Even if I kept a close watch on the cost of individual items, it would do little to give a real picture of what live in poverty is like. Fretting in the supermarket over a sliced loaf before I return to my owner-occupied home where I work a stable and absurdly over-paid 9-5 job in a knowledge industry. Is that really going to improve my empathy for the poor?
People for whom a Mars bar is a cost worth bothering over have far more problems in their life than can be appreciated by just knowing the price of something. They have insecure work with unsociable hours, and sick parents and troubled children and difficult family relationships, face prejudice at work or in education or from the police. Maybe they struggle with long-term illness. Everyone will have a different set of challenges, but to pretend that their problems would be solved by a change in consumer prices alone is patronising.
It would be fair to reply that while the general form of the “don’t know the price of a pint of milk” argument is facile, it’s a lot more appropriate when consumer price inflation is the specific topic under discussion. I’ll grant that, but the “gotcha” approach still represents a cheapening and simplification of what should be a more complex argument.

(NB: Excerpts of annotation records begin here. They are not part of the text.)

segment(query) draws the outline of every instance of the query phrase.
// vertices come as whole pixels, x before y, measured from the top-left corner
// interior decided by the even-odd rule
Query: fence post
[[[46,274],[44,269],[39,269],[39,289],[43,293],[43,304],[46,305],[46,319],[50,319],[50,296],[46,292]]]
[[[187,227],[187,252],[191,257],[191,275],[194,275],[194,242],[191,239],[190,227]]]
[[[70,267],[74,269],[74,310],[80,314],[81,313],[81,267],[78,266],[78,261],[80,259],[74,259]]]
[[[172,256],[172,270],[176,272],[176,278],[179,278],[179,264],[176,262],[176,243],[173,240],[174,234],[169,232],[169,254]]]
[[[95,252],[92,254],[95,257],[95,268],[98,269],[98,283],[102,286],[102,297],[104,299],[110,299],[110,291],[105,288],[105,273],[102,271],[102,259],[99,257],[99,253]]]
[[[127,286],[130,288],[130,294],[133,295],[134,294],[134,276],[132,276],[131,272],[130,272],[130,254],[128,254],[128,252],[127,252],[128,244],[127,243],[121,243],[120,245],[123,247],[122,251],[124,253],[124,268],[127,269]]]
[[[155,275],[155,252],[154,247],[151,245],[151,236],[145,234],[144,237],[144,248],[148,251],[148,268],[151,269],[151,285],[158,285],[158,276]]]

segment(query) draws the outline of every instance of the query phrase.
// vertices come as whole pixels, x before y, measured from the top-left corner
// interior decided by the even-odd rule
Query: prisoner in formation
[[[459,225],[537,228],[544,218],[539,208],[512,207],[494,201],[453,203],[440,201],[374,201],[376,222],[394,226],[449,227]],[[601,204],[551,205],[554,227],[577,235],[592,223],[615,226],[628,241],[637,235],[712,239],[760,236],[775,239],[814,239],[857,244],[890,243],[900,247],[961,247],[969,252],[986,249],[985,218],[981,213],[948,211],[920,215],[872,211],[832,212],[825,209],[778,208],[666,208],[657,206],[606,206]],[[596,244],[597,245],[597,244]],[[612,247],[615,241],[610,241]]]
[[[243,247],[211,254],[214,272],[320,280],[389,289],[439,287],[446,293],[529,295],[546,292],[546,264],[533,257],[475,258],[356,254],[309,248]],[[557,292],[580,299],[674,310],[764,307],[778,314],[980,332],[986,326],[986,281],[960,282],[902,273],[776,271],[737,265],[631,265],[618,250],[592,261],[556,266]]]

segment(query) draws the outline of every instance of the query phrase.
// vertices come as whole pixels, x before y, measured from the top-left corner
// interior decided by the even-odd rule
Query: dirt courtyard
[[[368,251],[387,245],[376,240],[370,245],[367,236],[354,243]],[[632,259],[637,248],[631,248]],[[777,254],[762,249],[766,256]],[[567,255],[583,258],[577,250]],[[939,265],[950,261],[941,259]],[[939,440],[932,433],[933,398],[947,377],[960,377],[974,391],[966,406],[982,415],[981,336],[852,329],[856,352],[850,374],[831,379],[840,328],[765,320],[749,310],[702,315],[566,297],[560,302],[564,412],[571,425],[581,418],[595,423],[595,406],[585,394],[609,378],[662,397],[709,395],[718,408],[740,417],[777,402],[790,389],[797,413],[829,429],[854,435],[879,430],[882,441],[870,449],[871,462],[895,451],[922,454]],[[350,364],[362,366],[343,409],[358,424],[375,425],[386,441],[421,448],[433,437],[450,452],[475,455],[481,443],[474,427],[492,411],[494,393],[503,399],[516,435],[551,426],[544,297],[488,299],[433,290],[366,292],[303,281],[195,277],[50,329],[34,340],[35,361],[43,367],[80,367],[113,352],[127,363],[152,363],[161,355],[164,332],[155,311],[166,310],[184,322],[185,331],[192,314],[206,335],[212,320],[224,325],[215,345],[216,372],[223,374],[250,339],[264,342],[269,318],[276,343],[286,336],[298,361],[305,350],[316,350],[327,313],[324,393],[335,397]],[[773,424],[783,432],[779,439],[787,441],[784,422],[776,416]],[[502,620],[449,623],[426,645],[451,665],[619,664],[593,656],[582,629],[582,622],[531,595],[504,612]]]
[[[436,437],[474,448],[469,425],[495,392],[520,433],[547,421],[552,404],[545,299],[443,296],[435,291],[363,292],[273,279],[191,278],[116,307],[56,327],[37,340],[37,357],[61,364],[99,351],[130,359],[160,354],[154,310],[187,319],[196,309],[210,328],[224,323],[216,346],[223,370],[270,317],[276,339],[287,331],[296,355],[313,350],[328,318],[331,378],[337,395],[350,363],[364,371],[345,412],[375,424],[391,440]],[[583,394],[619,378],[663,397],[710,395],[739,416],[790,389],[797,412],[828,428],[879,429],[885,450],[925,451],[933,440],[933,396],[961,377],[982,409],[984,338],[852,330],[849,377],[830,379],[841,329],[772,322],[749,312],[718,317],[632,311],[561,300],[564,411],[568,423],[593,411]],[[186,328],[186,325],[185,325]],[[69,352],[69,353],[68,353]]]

Not every politician understands poverty equally well, although thanks to their constituency work most understand it much better than people given them credit for. The goal of holding politicians to a high standard for empathy is one that I support. If we’re serious about this, we should be treating this as the complex issue that it is, asking serious questions and critically appraising their answers.
Checking whether someone can recite grocery store prices is a lazy heuristic. We should judge them by what they actually do and say, and whether their reasoning is sound. If we can’t be bothered to do that we should have the decency to admit that we aren’t really all that engaged with politics.